La programación del crítico Jean-Pierre Rhem ha venido privilegiando desde siempre una aproximación amplia al documental, abierto siempre al ensayo, al lenguaje poético y a la estética de riesgo, prescindiendo de los productos formateados por las exigencias de las cadenas de televisión. Y todas esas características reúne La tierra de la locura, en la que el primer loco asumido es el propio Moullet, quien confiesa a cámara que no le gusta estar con más de dos personas al mismo tiempo y que prefiere refugiarse en el altillo de su casa, rodeado de viejas latas de películas, quizá para no tener que matar a nadie. De allí, sin embargo, desciende para llevar a cabo una minuciosa investigación –obsesiva, casi detectivesca– en la que va encontrando las huellas del crimen en cada uno de esos pueblos. Hombres que, sin razón aparente, matan a sus esposas después de años de pacífica convivencia (la violencia contra la mujer es una constante, reconoce Moullet), rumores de misteriosas desapariciones que sugieren un final ciertamente trágico, relatos sobre la nefasta incidencia del viento sobre los impulsos tanáticos de los pobladores, o incluso un caso –como todos, verídico–, pero que recuerda un poco al de aquel famoso film de Claude Chabrol, El carnicero (1969).

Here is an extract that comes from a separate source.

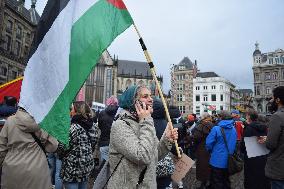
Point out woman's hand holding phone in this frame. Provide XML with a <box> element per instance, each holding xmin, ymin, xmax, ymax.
<box><xmin>135</xmin><ymin>100</ymin><xmax>153</xmax><ymax>121</ymax></box>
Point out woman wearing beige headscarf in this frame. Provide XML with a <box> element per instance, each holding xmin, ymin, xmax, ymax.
<box><xmin>193</xmin><ymin>112</ymin><xmax>213</xmax><ymax>189</ymax></box>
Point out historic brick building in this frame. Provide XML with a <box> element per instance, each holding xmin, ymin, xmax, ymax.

Un policía retirado de la región narra –casi como si fuera un cuento cruel de Perrault, con la misma inocencia y delectación– cómo fue siguiendo la pista de los distintos miembros seccionados de una mujer joven, que aparecían diseminados a kilómetros de distancia, para descubrir finalmente que se trataba de la bella hija de un respetado carnicero local. Después de faenarla como a sus reses (quién sabe por qué), el hombre la había dispersado en bolsas de basura que llevaba en sus viajes regulares en ómnibus, porque nunca tuvo un automóvil. Las quejas de los vecinos que le facilitaron cambio para el transporte (“Nos hizo cómplices”, se queja una vendedora de cigarrillos) o el relato del policía de la confesión del propio carnicero, que ayudó a localizar las piezas faltantes del puzzle mientras comía con apetito voraz una abundante vianda de jamón, pan y vino, vienen a darle la dosis de absurdo y de humor negro a este documental insólito, tanto o más apasionante que muchas ficciones y capaz de hablar de un orden paralelo del mundo, aquel que apenas se esconde por debajo de la superficie de la normalidad.
El film de Moullet –que tuvo su estreno mundial en Cannes en mayo pasado y se verá en octubre en el DocBsAs porteño– está fuera de concurso, pero hay también varios nombres de primera línea en la competencia oficial, entre ellos directores que suelen asociarse al campo del cine de ficción. Es el caso del tailandés Apichtapong Weerasetakhul o del malayo-taiwanés Tsai Ming-liang, dos figuras esenciales en el mapa contemporáneo, que el FIDMarseille ha convocado en sus filas, con plena conciencia de que las barreras entre los distintos territorios son cada vez más lábiles y finalmente inútiles. Ensayo, documental, experimental son categorías que se cruzan y retroalimentan entre sí y que incorporan elementos de la ficción, a sabiendas de que el relato, la locura y el sueño –como quería André Breton– también forman parte de eso que llamamos realidad.